Air Writing Word Recognition and Translation

Authors: Ms. Neha Ganesh Karande, Ms. Ankita Chandrakant Chorage, Ms. Tejaswini Dilip Chavan, Ms. Vidya Pravin Bansode, Ms. Shifa Shikalgar

DOI Link: https://doi.org/10.22214/ijraset.2024.59099

Certificate: View Certificate

Abstract

Project develops a system that can recognize the air-written words in free space, and then classify the recognized word. Air-writing is the new way of writing the linguistic words in free area using hand or finger movements. This project could be a combination of computer vision hand chase and handwriting recognition machine learning. The air writing recognition system uses the web camera of a pc to trace word written within the air by the user and then uses a convolutional neural network to classify the word into one of the possible classes. Several current systems use advanced and high-priced chase setups to realize gesture recognition, however, we tend to get to form a system that may attain a similar work with a far cheaper setup.

Introduction

I. INTRODUCTION

Air writing word recognition and translation using a Convolutional Neural Network (CNN) is a technology that allows the recognition of handwritten word formed in the air. This approach leverages a CNN model trained on air writing samples to accurately identify individual words. By employing word segmentation techniques, the recognized words can be organized into words. Moreover, with the aid of translation mechanisms, like lookup tables or machine translation models, the identified words can be efficiently translated from English to Hindi, facilitating seamless communication. This technology holds immense potential in enabling intuitive and real-time translation of air-written text, revolutionizing human-computer interaction and language barriers.

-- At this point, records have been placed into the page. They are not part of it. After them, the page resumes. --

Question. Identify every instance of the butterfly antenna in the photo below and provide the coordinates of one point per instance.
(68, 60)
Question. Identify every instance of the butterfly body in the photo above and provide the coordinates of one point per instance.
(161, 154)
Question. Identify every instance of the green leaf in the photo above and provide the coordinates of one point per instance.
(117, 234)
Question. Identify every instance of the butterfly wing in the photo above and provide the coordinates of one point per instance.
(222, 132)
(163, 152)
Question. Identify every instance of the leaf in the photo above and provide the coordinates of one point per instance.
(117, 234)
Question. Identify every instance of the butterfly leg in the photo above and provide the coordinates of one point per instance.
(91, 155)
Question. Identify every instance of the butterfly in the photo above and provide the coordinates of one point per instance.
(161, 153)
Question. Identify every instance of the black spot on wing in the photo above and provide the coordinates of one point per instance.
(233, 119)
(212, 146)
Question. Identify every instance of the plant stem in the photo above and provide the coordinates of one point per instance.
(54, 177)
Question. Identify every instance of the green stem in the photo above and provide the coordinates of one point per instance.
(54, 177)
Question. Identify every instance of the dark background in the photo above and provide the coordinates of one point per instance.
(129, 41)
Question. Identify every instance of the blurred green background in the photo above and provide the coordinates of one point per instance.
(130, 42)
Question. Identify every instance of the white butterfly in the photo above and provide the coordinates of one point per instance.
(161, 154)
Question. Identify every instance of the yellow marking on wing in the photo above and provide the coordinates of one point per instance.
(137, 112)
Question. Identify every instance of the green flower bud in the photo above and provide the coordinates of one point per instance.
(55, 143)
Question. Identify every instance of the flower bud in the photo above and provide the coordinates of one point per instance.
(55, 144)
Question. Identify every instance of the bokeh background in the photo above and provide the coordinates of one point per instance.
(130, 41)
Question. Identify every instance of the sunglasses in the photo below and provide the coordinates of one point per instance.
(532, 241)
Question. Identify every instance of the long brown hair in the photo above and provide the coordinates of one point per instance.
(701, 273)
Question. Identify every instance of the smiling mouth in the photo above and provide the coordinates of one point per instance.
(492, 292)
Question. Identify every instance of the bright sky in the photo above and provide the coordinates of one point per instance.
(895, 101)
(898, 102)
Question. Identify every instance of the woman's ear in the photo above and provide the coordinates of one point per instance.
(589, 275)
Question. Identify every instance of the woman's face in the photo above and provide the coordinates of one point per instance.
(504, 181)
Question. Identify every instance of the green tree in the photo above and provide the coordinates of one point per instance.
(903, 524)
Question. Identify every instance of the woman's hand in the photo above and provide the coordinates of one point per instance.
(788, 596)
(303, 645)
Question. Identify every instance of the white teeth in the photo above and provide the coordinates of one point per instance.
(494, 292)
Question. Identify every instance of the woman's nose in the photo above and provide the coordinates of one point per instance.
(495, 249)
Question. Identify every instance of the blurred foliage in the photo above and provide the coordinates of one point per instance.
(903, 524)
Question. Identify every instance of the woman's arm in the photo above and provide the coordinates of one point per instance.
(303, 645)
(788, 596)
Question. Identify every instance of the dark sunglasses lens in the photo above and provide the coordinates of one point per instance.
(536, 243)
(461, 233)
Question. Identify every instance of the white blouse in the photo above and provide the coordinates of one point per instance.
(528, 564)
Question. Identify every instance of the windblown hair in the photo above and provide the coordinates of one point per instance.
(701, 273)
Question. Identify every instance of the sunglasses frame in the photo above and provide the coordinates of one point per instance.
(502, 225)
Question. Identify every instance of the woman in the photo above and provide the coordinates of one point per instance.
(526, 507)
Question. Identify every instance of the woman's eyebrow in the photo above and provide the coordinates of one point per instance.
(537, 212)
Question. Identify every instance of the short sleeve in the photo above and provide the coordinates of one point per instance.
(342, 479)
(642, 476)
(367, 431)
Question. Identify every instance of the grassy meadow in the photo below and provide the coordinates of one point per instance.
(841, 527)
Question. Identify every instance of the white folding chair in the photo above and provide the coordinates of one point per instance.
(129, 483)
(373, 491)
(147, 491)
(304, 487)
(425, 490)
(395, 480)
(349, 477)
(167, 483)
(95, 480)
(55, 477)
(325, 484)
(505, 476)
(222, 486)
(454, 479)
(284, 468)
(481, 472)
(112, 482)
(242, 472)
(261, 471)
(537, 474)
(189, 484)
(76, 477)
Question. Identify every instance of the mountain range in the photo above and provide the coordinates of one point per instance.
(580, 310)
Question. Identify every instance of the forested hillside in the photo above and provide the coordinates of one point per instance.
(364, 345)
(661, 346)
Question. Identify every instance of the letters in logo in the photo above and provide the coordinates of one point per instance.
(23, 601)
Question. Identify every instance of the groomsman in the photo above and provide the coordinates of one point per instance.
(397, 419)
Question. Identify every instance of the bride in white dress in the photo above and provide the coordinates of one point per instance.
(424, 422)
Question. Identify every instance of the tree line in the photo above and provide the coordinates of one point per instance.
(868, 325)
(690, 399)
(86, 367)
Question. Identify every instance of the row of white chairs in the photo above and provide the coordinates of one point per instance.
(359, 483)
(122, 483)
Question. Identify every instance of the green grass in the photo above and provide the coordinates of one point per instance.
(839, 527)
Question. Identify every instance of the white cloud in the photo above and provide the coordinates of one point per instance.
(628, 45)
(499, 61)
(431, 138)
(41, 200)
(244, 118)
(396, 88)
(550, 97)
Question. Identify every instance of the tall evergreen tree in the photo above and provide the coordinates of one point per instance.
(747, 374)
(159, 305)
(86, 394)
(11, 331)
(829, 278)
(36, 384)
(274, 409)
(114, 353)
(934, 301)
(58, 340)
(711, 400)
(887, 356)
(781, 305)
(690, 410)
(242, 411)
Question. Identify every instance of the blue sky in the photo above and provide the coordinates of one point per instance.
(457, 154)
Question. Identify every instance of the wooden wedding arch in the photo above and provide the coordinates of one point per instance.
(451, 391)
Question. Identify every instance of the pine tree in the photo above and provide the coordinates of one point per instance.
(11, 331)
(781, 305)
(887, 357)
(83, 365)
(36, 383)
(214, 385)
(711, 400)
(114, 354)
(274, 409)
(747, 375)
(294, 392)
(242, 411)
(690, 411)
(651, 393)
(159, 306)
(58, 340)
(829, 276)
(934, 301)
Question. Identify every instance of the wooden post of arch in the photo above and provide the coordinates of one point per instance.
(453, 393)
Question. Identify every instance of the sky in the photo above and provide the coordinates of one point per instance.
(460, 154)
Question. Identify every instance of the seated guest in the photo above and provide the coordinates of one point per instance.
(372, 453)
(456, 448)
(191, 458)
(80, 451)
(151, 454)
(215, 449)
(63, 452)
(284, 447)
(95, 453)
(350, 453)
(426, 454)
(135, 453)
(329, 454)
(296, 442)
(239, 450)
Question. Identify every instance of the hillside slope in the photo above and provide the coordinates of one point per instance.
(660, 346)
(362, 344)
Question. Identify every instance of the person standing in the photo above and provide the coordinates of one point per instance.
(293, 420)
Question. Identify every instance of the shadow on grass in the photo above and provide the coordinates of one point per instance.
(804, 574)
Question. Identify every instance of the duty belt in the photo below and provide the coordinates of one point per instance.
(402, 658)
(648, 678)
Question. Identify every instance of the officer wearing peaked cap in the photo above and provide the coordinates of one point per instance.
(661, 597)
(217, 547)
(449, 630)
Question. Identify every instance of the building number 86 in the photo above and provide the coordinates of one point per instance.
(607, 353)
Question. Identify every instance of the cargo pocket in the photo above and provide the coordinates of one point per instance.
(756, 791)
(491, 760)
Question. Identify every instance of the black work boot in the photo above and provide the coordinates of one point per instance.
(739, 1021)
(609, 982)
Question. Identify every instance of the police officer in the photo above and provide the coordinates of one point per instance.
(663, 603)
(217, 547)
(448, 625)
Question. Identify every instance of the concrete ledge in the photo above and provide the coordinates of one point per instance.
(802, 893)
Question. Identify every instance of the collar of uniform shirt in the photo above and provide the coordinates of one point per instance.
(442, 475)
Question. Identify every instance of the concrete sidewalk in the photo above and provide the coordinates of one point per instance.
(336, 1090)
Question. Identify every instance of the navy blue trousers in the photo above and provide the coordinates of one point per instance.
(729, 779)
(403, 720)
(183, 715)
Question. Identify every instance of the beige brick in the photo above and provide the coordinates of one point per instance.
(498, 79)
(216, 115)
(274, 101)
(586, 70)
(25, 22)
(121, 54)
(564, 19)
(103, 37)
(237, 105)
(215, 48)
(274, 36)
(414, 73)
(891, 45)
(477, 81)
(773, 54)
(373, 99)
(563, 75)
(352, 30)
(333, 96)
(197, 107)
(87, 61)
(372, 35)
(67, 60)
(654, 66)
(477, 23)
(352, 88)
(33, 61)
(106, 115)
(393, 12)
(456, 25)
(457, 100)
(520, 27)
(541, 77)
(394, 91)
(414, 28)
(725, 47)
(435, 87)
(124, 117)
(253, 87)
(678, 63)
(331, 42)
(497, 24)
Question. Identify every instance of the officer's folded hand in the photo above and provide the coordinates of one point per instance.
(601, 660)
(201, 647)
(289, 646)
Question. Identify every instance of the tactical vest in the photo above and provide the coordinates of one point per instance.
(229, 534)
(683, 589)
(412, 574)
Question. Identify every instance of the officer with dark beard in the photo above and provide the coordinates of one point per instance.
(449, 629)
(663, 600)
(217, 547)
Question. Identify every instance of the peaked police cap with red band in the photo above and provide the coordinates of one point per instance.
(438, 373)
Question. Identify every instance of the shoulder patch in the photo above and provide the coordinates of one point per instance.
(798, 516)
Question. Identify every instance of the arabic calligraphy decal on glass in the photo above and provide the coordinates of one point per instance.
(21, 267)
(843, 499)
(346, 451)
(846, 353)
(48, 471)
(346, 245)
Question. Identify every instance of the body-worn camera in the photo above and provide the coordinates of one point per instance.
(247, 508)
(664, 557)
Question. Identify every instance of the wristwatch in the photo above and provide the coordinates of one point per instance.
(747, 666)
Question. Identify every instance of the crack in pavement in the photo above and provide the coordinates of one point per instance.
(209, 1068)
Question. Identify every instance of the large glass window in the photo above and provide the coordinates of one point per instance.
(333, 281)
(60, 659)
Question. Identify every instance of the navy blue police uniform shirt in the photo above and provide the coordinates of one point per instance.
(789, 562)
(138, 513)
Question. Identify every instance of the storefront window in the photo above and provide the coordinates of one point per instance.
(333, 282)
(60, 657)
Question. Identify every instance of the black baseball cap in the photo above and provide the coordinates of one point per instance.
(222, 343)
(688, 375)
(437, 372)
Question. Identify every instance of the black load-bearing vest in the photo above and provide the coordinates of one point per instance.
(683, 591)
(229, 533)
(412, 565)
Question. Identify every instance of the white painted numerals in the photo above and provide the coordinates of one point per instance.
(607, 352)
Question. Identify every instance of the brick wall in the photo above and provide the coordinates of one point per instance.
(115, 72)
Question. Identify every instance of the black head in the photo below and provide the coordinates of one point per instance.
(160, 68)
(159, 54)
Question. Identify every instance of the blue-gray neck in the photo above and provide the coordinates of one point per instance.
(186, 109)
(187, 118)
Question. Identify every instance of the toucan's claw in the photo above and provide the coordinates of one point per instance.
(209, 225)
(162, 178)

The air writing word recognition system can be used a Convolutional Neural Network (CNN) to analyze and classify gestures made by the user in the air. extracting spatial information from the input data, such as the trajectory and shape of the written characters, the CNN enables precise recognition and interpretation of the air-written word.

II. LITERATURE REVIEW

T. Watanabe, Md. Al. M. Hasan, et. al. (2023) [1] have proposed air writing is an interaction between Human and computer which allows to write words with finger in air in simple manner. In air writing gesture recognition, it can be matched to characters and digits which writes in air. It shows variations which depends on different writing styles of user which presents difficult task for recognition. To solve this problem, it proposed air writing system which uses web camera. It contains to types: first alphabetic recognition and second one is digit recognition. It can be used two datasets: alphabetic data set and numeric data set. In this proposed system it collected samples from 16 users in which contains A to Z character and 0 to 9 digits which written by users about 5-10 times. At a time it recorded positions of fingers using Media Pipe. At the end it collected 3166 samples for alphabetic and 1212 samples for digit data set. Identification of words is 75% accurate.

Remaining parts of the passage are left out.